The state media outlet China Daily emphasized the importance of the steps made toward establishing a new digital currency, writing that “a sovereign digital currency provides a functional alternative to the dollar settlement system and blunts the impact of any sanctions or threats of exclusion both at a country and company level.”

Successful trials and application of the new digital currency would also add a new angle to the dispute with the US over the status of Hong Kong, where the Hong Kong dollar has been pegged to the US dollar since the 1980s.

If Hong Kongers were to adopt the “digital yuan” in significant enough numbers, this could serve as China’s opening salvo against American control of global finance, as well as aid in subverting US sanctions targeted toward officials behind the controversial national security laws.

According to Pejic, China’s digital currency “is first and foremost a challenge to the US dollar.” China has already attempted to extend the yuan “as a major international settlement currency,” providing billions and trillions in loans for development and infrastructure around the world, as part of its “Belt and Road Initiative.”

But, as Pejic explained to TMS, “the currency used to issue those loans is predominantly the USD.” With its new “digital yuan,” however, China is “challenging the USD’s ongoing role as the global reserve currency.”

Trials have continued in October, with the southern city of Shenzhen, which links Hong Kong to mainland China, chosen as the site of the latest experiment. 50,000 shoppers were randomly selected from an applicant pool of 1.9 million, spending in total some 8.8 million yuan in the digital currency, about US$1.3 million.

The trial coincided with Chinese President Xi Jinping’s visit to the city on the occasion of its 40th anniversary of the establishment of Shenzhen as a “special economic zone.”

During his visit, Xi emphasized Shenzhen’s role in pioneering Chinese innovation, with a five-year plan established to transform the city into a world technology hub, attracting foreign investment in emerging technologies.

Evidently, the “digital yuan” is one emerging technology that China is, quite literally, banking on for the future, especially given rising tensions and unpredictable relations with the US.

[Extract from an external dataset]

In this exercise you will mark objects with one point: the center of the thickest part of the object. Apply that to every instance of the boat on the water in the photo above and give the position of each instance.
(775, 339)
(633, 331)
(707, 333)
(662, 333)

And as Pejic argues, China will not be alone in developing its digital currency. Though motives between countries may differ, Pejic told TMS, “almost all will have an incentive to add a digital version of their currency,” helping to combat money-laundering and aid currency stability.

China’s efforts to develop its own digital currency, though focused on protecting Chinese “sovereignty,” both political and economic, may yet prove indicative of a wider shift to a cashless world and a cashless future.